С этого постулата она и начала свою вступительную речь, но у Габи не было времени на выяснение отношений:
«Если ты звонишь мне, чтобы выведать секрет моего успеха, давай поговорим об этом, когда я выпущу курсовой спектакль».
«Да нет, это я так, к слову, — заторопилась Инна, испугавшись, что Габи в сердцах бросит трубку — Я по делу».
«По делу!» — хмыкнула Габи.
«Именно по делу! Тебе деньги нужны?».
«Естественно. А что, у тебя есть лишние?».
«Пока нет, но будут. Представляешь, твое пение произвело на Мики такое впечатление, что он устроил нам еще один концерт русского романса. И опять за хороший гонорар!».
«И опять в башне при свечах?».
«Нет, нет!

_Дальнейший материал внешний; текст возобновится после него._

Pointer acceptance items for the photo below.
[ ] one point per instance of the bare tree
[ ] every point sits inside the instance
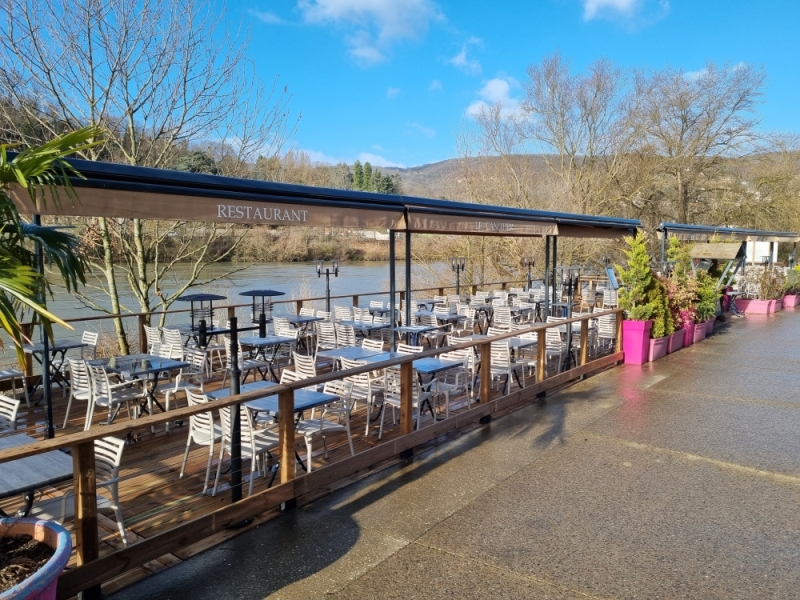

Ты даже не поверишь, но на этот раз нас приглашают в один из самых роскошных элитарных клубов!».
«Я даже не знала, что такие есть!».
«Ничего, теперь узнаешь. Там собираются сливки общества — банкиры, члены Кнессета, известные певцы и спортсмены».
«И зачем этим сливкам понадобился русский романс в моем исполнении?».
«Мики им такого про нас с тобой напел, что они возжаждали нас поиметь».
«Но ведь он нас не слышал!»
«Он утверждает, что весь наш концерт при свечах просидел на лестнице, млея от восторга».
«Он же ни слова не понимает по-русски!».
«Он млел не от слов, а от исполнения. Говорит, будто сначала намерен был нас охранять, но постепенно так увлекся, что потерял счет времени».
«От кого охранять?» — насторожилась Габи, вспомнив мертвое лицо Зары на первой странице газеты.
Чуткая Инна уловила нотки беспокойства в голосе Габи:
«Чего ты так всполошилась? Просто охранять — все-таки ночь и место пустынное».
«И когда мы выступаем перед сливками общества?», — уточнила Габи, ловко меняя тему. Она ведь не посвятила
Инну в драматическую историю своей встречи с таинственной невестой из башни, — слишком многое пришлось бы объяснять. А о недосказанном Инна, пожалуй, могла бы и догадаться — недаром они дружили с детства и знали друг о друге всю подноготную.
«В следующую субботу. Так что подумай о наряде и приходи ко мне порепетировать. Там нельзя ударить в грязь лицом, Мики мне этого не простит».
Ничего не поделаешь, пришлось заняться приведением в порядок слегка потрепанного концертного платья, и, что всего хуже, дважды съездить к Инне, чтобы освежить в памяти репертуар романсов. Времени на это не было совершенно, но, как известно, ради денег девушка готова на все. Кроме того, необходимо было преодолеть упрямое сопротивление Дунского, ни за что не желавшего отпускать ее на субботний вечер в какое-то непонятное место, про которое нельзя прочесть ни в одной газете.